In most studies, coupling of the β2-adrenoceptor (β2AR) to the stimulatory, heterotrimeric GTP-binding protein of adenylyl cyclase the (Gs) is studied indirectly by measuring adenylyl cyclase activation. The aim of this study was to establish a model system in which β2AR-Gs interactions can be studied directly at the level of the G-protein. We expressed the β2AR alone, in combination with the α-subunit of Gs (Gsα), and as fusion protein with Gsα (β2AR-Gsα) in Sf9 insect cells.
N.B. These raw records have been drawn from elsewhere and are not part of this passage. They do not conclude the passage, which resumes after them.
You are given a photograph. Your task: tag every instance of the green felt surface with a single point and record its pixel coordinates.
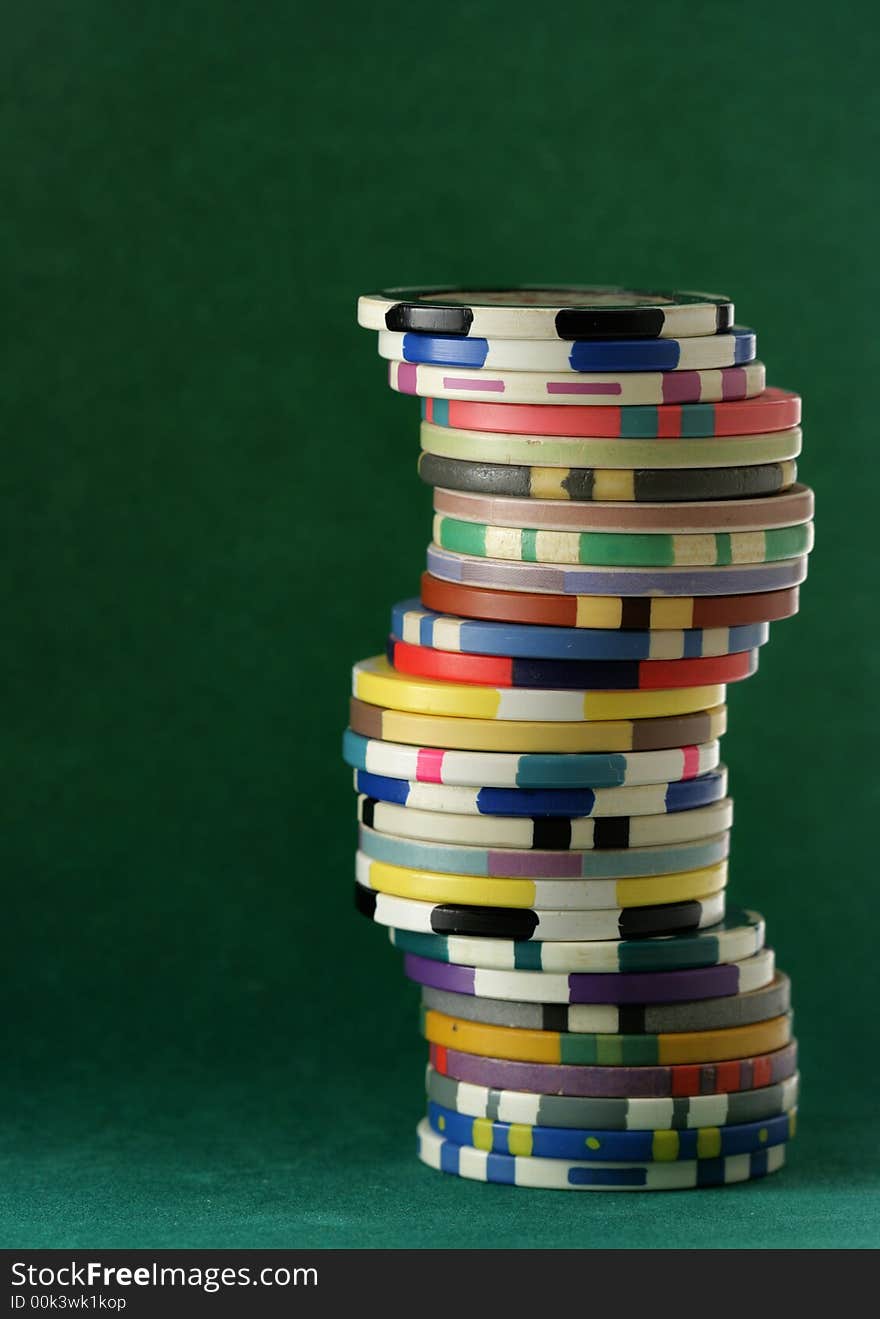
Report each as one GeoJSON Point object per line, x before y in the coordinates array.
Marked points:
{"type": "Point", "coordinates": [202, 1043]}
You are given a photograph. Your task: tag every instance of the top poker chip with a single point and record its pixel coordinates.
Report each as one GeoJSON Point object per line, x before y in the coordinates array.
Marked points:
{"type": "Point", "coordinates": [556, 311]}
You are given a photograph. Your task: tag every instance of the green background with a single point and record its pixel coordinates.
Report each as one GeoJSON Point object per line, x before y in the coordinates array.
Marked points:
{"type": "Point", "coordinates": [210, 503]}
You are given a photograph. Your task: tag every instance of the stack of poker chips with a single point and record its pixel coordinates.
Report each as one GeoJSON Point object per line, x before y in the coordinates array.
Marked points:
{"type": "Point", "coordinates": [544, 814]}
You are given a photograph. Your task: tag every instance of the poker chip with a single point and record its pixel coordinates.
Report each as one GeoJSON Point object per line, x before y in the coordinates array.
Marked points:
{"type": "Point", "coordinates": [507, 890]}
{"type": "Point", "coordinates": [377, 683]}
{"type": "Point", "coordinates": [478, 446]}
{"type": "Point", "coordinates": [578, 1144]}
{"type": "Point", "coordinates": [699, 352]}
{"type": "Point", "coordinates": [569, 674]}
{"type": "Point", "coordinates": [727, 579]}
{"type": "Point", "coordinates": [611, 989]}
{"type": "Point", "coordinates": [542, 815]}
{"type": "Point", "coordinates": [544, 832]}
{"type": "Point", "coordinates": [773, 409]}
{"type": "Point", "coordinates": [735, 938]}
{"type": "Point", "coordinates": [686, 517]}
{"type": "Point", "coordinates": [496, 769]}
{"type": "Point", "coordinates": [614, 1115]}
{"type": "Point", "coordinates": [579, 388]}
{"type": "Point", "coordinates": [567, 802]}
{"type": "Point", "coordinates": [557, 1174]}
{"type": "Point", "coordinates": [622, 549]}
{"type": "Point", "coordinates": [618, 1082]}
{"type": "Point", "coordinates": [740, 1009]}
{"type": "Point", "coordinates": [447, 632]}
{"type": "Point", "coordinates": [546, 311]}
{"type": "Point", "coordinates": [597, 484]}
{"type": "Point", "coordinates": [604, 1050]}
{"type": "Point", "coordinates": [627, 863]}
{"type": "Point", "coordinates": [562, 802]}
{"type": "Point", "coordinates": [507, 735]}
{"type": "Point", "coordinates": [538, 925]}
{"type": "Point", "coordinates": [607, 612]}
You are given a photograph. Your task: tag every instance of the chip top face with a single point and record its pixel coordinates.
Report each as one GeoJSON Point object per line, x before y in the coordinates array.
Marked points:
{"type": "Point", "coordinates": [564, 311]}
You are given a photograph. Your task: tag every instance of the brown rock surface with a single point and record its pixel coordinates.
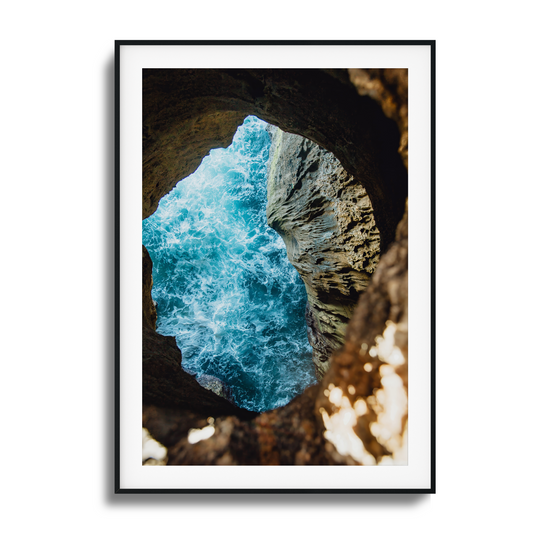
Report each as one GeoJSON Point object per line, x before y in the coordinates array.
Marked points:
{"type": "Point", "coordinates": [185, 113]}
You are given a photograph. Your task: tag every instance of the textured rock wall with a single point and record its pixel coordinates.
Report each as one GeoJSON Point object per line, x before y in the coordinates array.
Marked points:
{"type": "Point", "coordinates": [325, 218]}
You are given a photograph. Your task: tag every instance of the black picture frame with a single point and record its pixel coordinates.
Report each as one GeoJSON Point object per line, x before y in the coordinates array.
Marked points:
{"type": "Point", "coordinates": [122, 234]}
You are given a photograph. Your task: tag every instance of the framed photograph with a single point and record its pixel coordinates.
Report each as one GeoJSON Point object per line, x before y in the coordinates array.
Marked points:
{"type": "Point", "coordinates": [277, 332]}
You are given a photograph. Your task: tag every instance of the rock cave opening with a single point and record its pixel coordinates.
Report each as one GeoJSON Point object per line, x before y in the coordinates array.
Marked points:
{"type": "Point", "coordinates": [222, 282]}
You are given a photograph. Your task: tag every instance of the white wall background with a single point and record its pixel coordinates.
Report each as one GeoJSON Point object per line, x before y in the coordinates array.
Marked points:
{"type": "Point", "coordinates": [56, 131]}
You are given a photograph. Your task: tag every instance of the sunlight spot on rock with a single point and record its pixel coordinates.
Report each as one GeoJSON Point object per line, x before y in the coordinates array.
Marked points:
{"type": "Point", "coordinates": [335, 396]}
{"type": "Point", "coordinates": [360, 407]}
{"type": "Point", "coordinates": [385, 347]}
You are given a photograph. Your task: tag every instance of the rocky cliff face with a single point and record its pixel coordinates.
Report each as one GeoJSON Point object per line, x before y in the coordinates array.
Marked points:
{"type": "Point", "coordinates": [325, 218]}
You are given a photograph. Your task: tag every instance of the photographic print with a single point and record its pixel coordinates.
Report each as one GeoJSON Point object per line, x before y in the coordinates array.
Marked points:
{"type": "Point", "coordinates": [272, 206]}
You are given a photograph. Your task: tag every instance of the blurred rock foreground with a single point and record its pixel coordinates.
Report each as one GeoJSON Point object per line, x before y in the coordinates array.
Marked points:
{"type": "Point", "coordinates": [339, 200]}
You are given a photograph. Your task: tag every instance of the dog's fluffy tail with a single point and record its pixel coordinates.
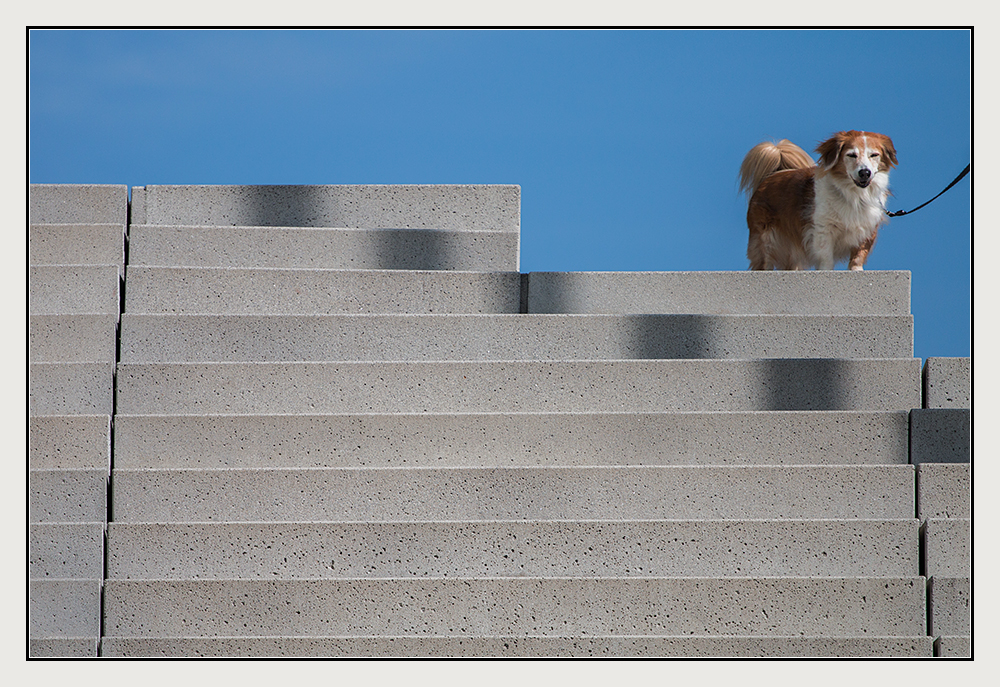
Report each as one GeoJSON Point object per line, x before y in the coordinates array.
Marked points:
{"type": "Point", "coordinates": [766, 158]}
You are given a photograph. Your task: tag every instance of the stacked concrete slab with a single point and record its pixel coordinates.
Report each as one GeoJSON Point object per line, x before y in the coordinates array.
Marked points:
{"type": "Point", "coordinates": [941, 447]}
{"type": "Point", "coordinates": [346, 425]}
{"type": "Point", "coordinates": [76, 247]}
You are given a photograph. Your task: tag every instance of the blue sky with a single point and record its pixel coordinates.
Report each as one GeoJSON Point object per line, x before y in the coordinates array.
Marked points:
{"type": "Point", "coordinates": [626, 144]}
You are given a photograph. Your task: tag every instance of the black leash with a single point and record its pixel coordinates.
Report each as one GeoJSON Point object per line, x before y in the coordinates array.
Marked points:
{"type": "Point", "coordinates": [957, 179]}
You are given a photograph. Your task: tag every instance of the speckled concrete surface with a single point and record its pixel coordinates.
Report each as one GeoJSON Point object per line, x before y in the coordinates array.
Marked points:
{"type": "Point", "coordinates": [739, 293]}
{"type": "Point", "coordinates": [948, 383]}
{"type": "Point", "coordinates": [472, 647]}
{"type": "Point", "coordinates": [495, 439]}
{"type": "Point", "coordinates": [72, 338]}
{"type": "Point", "coordinates": [712, 548]}
{"type": "Point", "coordinates": [944, 490]}
{"type": "Point", "coordinates": [221, 291]}
{"type": "Point", "coordinates": [73, 290]}
{"type": "Point", "coordinates": [522, 386]}
{"type": "Point", "coordinates": [518, 606]}
{"type": "Point", "coordinates": [276, 338]}
{"type": "Point", "coordinates": [412, 494]}
{"type": "Point", "coordinates": [77, 203]}
{"type": "Point", "coordinates": [448, 207]}
{"type": "Point", "coordinates": [297, 247]}
{"type": "Point", "coordinates": [69, 441]}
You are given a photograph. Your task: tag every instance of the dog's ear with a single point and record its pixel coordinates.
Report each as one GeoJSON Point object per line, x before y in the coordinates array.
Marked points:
{"type": "Point", "coordinates": [829, 151]}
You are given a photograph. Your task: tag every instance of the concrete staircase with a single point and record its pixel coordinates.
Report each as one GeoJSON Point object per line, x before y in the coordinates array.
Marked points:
{"type": "Point", "coordinates": [344, 424]}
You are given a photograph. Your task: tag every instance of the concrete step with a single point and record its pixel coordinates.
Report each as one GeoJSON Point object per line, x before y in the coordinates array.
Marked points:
{"type": "Point", "coordinates": [73, 290]}
{"type": "Point", "coordinates": [67, 495]}
{"type": "Point", "coordinates": [634, 548]}
{"type": "Point", "coordinates": [947, 547]}
{"type": "Point", "coordinates": [276, 338]}
{"type": "Point", "coordinates": [77, 204]}
{"type": "Point", "coordinates": [446, 207]}
{"type": "Point", "coordinates": [520, 386]}
{"type": "Point", "coordinates": [72, 338]}
{"type": "Point", "coordinates": [548, 493]}
{"type": "Point", "coordinates": [948, 383]}
{"type": "Point", "coordinates": [69, 442]}
{"type": "Point", "coordinates": [66, 550]}
{"type": "Point", "coordinates": [64, 609]}
{"type": "Point", "coordinates": [71, 388]}
{"type": "Point", "coordinates": [944, 490]}
{"type": "Point", "coordinates": [77, 244]}
{"type": "Point", "coordinates": [221, 291]}
{"type": "Point", "coordinates": [524, 607]}
{"type": "Point", "coordinates": [721, 293]}
{"type": "Point", "coordinates": [507, 439]}
{"type": "Point", "coordinates": [477, 647]}
{"type": "Point", "coordinates": [317, 248]}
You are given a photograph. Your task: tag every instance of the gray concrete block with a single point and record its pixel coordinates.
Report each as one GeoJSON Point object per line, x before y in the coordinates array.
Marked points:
{"type": "Point", "coordinates": [947, 547]}
{"type": "Point", "coordinates": [721, 293]}
{"type": "Point", "coordinates": [64, 609]}
{"type": "Point", "coordinates": [940, 435]}
{"type": "Point", "coordinates": [276, 338]}
{"type": "Point", "coordinates": [73, 290]}
{"type": "Point", "coordinates": [953, 647]}
{"type": "Point", "coordinates": [67, 495]}
{"type": "Point", "coordinates": [447, 207]}
{"type": "Point", "coordinates": [71, 388]}
{"type": "Point", "coordinates": [219, 291]}
{"type": "Point", "coordinates": [501, 647]}
{"type": "Point", "coordinates": [521, 386]}
{"type": "Point", "coordinates": [77, 204]}
{"type": "Point", "coordinates": [76, 244]}
{"type": "Point", "coordinates": [66, 551]}
{"type": "Point", "coordinates": [944, 490]}
{"type": "Point", "coordinates": [69, 442]}
{"type": "Point", "coordinates": [581, 493]}
{"type": "Point", "coordinates": [949, 603]}
{"type": "Point", "coordinates": [556, 607]}
{"type": "Point", "coordinates": [72, 338]}
{"type": "Point", "coordinates": [295, 247]}
{"type": "Point", "coordinates": [948, 383]}
{"type": "Point", "coordinates": [75, 647]}
{"type": "Point", "coordinates": [495, 439]}
{"type": "Point", "coordinates": [755, 548]}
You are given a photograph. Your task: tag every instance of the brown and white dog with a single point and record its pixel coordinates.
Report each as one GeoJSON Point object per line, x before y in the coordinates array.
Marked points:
{"type": "Point", "coordinates": [804, 214]}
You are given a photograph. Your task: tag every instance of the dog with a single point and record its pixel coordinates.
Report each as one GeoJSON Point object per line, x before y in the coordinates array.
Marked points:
{"type": "Point", "coordinates": [804, 214]}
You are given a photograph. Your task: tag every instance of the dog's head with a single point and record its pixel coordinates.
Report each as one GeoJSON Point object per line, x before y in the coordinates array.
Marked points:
{"type": "Point", "coordinates": [859, 155]}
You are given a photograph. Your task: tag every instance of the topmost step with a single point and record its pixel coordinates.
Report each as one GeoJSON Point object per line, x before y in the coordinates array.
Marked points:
{"type": "Point", "coordinates": [447, 207]}
{"type": "Point", "coordinates": [77, 204]}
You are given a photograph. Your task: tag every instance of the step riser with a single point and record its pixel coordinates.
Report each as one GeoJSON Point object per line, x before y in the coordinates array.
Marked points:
{"type": "Point", "coordinates": [71, 388]}
{"type": "Point", "coordinates": [721, 293]}
{"type": "Point", "coordinates": [511, 440]}
{"type": "Point", "coordinates": [473, 647]}
{"type": "Point", "coordinates": [77, 244]}
{"type": "Point", "coordinates": [357, 249]}
{"type": "Point", "coordinates": [523, 607]}
{"type": "Point", "coordinates": [166, 338]}
{"type": "Point", "coordinates": [632, 493]}
{"type": "Point", "coordinates": [510, 549]}
{"type": "Point", "coordinates": [72, 338]}
{"type": "Point", "coordinates": [73, 290]}
{"type": "Point", "coordinates": [448, 387]}
{"type": "Point", "coordinates": [448, 207]}
{"type": "Point", "coordinates": [323, 292]}
{"type": "Point", "coordinates": [77, 204]}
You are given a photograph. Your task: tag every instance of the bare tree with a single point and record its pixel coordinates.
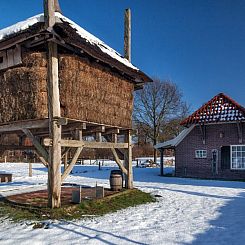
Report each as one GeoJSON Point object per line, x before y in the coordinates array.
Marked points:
{"type": "Point", "coordinates": [155, 105]}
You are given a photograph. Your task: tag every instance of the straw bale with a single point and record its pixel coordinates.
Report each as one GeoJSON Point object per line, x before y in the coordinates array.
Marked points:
{"type": "Point", "coordinates": [88, 91]}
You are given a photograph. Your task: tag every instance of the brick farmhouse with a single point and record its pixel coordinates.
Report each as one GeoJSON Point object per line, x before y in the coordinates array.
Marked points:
{"type": "Point", "coordinates": [212, 145]}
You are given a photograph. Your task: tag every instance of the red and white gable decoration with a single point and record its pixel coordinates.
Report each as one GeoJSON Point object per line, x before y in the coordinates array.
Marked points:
{"type": "Point", "coordinates": [221, 108]}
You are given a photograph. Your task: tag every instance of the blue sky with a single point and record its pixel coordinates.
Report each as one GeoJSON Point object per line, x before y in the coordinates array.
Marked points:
{"type": "Point", "coordinates": [198, 44]}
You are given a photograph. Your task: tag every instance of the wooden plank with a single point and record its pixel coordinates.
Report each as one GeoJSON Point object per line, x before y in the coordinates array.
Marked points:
{"type": "Point", "coordinates": [128, 161]}
{"type": "Point", "coordinates": [17, 55]}
{"type": "Point", "coordinates": [4, 62]}
{"type": "Point", "coordinates": [98, 137]}
{"type": "Point", "coordinates": [118, 161]}
{"type": "Point", "coordinates": [87, 144]}
{"type": "Point", "coordinates": [39, 148]}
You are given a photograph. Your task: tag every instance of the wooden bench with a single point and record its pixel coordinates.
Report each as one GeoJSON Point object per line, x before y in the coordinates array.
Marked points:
{"type": "Point", "coordinates": [5, 177]}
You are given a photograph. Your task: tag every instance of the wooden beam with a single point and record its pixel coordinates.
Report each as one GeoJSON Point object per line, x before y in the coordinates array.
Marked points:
{"type": "Point", "coordinates": [111, 131]}
{"type": "Point", "coordinates": [18, 126]}
{"type": "Point", "coordinates": [95, 129]}
{"type": "Point", "coordinates": [39, 148]}
{"type": "Point", "coordinates": [87, 144]}
{"type": "Point", "coordinates": [43, 161]}
{"type": "Point", "coordinates": [118, 161]}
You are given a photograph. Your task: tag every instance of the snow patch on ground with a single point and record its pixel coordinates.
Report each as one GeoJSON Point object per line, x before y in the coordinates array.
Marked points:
{"type": "Point", "coordinates": [189, 212]}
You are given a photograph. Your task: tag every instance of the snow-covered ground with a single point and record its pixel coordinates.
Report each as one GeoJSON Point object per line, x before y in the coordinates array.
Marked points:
{"type": "Point", "coordinates": [189, 212]}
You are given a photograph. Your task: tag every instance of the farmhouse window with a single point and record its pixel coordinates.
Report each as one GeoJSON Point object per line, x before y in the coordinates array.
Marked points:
{"type": "Point", "coordinates": [201, 153]}
{"type": "Point", "coordinates": [238, 157]}
{"type": "Point", "coordinates": [225, 157]}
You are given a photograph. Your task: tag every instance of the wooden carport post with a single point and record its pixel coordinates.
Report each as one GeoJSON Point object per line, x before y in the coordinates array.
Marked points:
{"type": "Point", "coordinates": [54, 170]}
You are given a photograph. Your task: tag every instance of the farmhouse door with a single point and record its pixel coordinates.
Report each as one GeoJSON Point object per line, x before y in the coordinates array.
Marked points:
{"type": "Point", "coordinates": [215, 161]}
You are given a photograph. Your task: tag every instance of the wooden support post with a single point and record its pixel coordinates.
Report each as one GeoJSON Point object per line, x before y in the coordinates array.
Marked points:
{"type": "Point", "coordinates": [127, 34]}
{"type": "Point", "coordinates": [161, 162]}
{"type": "Point", "coordinates": [54, 173]}
{"type": "Point", "coordinates": [98, 137]}
{"type": "Point", "coordinates": [114, 138]}
{"type": "Point", "coordinates": [118, 161]}
{"type": "Point", "coordinates": [41, 151]}
{"type": "Point", "coordinates": [75, 157]}
{"type": "Point", "coordinates": [128, 161]}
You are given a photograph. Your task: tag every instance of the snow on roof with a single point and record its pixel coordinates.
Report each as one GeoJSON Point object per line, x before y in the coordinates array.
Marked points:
{"type": "Point", "coordinates": [21, 26]}
{"type": "Point", "coordinates": [174, 142]}
{"type": "Point", "coordinates": [24, 25]}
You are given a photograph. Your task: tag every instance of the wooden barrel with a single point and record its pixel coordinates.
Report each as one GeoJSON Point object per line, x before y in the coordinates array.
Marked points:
{"type": "Point", "coordinates": [116, 180]}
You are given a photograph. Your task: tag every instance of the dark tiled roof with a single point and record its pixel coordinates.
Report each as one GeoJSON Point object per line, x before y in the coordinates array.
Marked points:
{"type": "Point", "coordinates": [221, 108]}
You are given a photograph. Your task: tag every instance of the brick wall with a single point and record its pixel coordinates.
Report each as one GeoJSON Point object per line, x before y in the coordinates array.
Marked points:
{"type": "Point", "coordinates": [189, 166]}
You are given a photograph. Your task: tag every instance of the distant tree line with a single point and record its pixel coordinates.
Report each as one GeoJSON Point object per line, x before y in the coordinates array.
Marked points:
{"type": "Point", "coordinates": [158, 109]}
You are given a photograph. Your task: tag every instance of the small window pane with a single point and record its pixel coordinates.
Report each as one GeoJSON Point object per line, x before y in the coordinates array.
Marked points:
{"type": "Point", "coordinates": [238, 157]}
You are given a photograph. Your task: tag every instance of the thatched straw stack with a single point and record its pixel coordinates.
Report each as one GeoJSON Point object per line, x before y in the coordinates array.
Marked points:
{"type": "Point", "coordinates": [88, 92]}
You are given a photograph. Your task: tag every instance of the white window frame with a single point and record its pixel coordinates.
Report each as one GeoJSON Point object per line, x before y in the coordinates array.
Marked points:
{"type": "Point", "coordinates": [231, 156]}
{"type": "Point", "coordinates": [202, 155]}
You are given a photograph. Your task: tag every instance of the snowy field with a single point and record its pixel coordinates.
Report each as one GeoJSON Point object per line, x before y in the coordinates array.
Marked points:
{"type": "Point", "coordinates": [189, 211]}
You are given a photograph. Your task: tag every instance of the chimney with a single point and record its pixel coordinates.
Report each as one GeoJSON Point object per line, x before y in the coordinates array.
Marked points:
{"type": "Point", "coordinates": [127, 34]}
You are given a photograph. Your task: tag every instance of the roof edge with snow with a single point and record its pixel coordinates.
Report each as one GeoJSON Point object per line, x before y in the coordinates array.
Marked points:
{"type": "Point", "coordinates": [174, 142]}
{"type": "Point", "coordinates": [90, 40]}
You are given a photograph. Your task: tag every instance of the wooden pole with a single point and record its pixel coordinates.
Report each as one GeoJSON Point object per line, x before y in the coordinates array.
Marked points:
{"type": "Point", "coordinates": [127, 34]}
{"type": "Point", "coordinates": [54, 171]}
{"type": "Point", "coordinates": [30, 169]}
{"type": "Point", "coordinates": [161, 162]}
{"type": "Point", "coordinates": [128, 161]}
{"type": "Point", "coordinates": [65, 161]}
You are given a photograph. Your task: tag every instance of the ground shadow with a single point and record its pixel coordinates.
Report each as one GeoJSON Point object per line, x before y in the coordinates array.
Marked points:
{"type": "Point", "coordinates": [228, 228]}
{"type": "Point", "coordinates": [97, 232]}
{"type": "Point", "coordinates": [16, 183]}
{"type": "Point", "coordinates": [149, 175]}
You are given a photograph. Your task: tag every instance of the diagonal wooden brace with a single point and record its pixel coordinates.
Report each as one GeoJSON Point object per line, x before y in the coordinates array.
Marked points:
{"type": "Point", "coordinates": [41, 151]}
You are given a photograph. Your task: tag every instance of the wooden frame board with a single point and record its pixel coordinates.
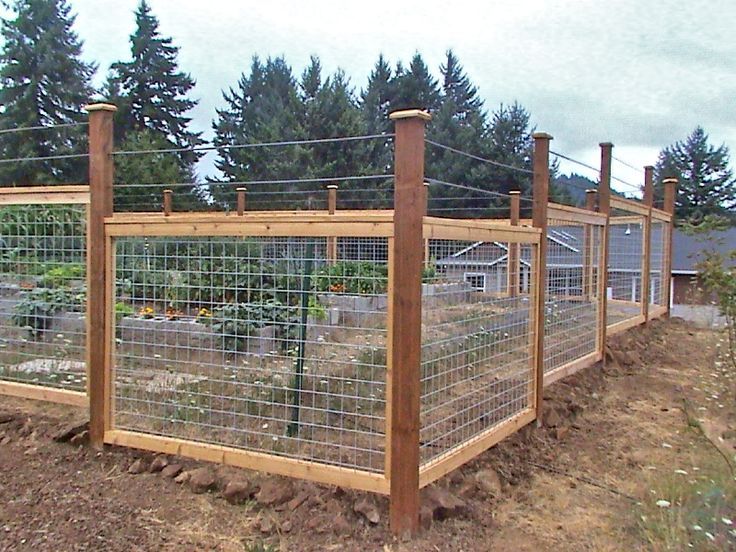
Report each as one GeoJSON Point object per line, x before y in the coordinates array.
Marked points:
{"type": "Point", "coordinates": [45, 195]}
{"type": "Point", "coordinates": [464, 452]}
{"type": "Point", "coordinates": [269, 463]}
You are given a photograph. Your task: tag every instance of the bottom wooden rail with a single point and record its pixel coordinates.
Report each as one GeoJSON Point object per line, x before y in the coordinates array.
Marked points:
{"type": "Point", "coordinates": [302, 469]}
{"type": "Point", "coordinates": [656, 312]}
{"type": "Point", "coordinates": [571, 367]}
{"type": "Point", "coordinates": [41, 393]}
{"type": "Point", "coordinates": [464, 452]}
{"type": "Point", "coordinates": [624, 325]}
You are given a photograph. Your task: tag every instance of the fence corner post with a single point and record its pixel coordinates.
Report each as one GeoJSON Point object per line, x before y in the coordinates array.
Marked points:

The β2AR expressed alone couples poorly to the endogenous Gsα-like G-protein of Sf9 cells since no high-affinity agonist binding could be detected, and the effects of agonist and inverse agonist on adenylyl cyclase, high-affinity GTPase and guanosine 5′-O-(3-thiotriphosphate) (GTP[S]) binding were small. β2AR-Gsα reconstituted high-affinity agonist binding and regulated adenylyl cyclase more effectively than the β2AR co-expressed with a large excess of Gsα. In membranes expressing β2AR-Gsα, highly effective agonist- and inverse agonist regulation of high-affinity GTP hydrolysis and GTP[S] binding was observed. In contrast, agonist and inverse agonist regulation of GTP hydrolysis and GTP[S] binding in membranes expressing β2AR and Gsα as separate proteins was difficult to detect. Our data show that the β2AR interacts with Gsα more efficiently when expressed as a fusion protein than when expressed with an excess of non-fused Gsα. The β2AR-Gsα fusion protein provides a very sensitive model system to study the regulation of Gs function by β2AR agonists and inverse agonists directly at the level of the G-protein.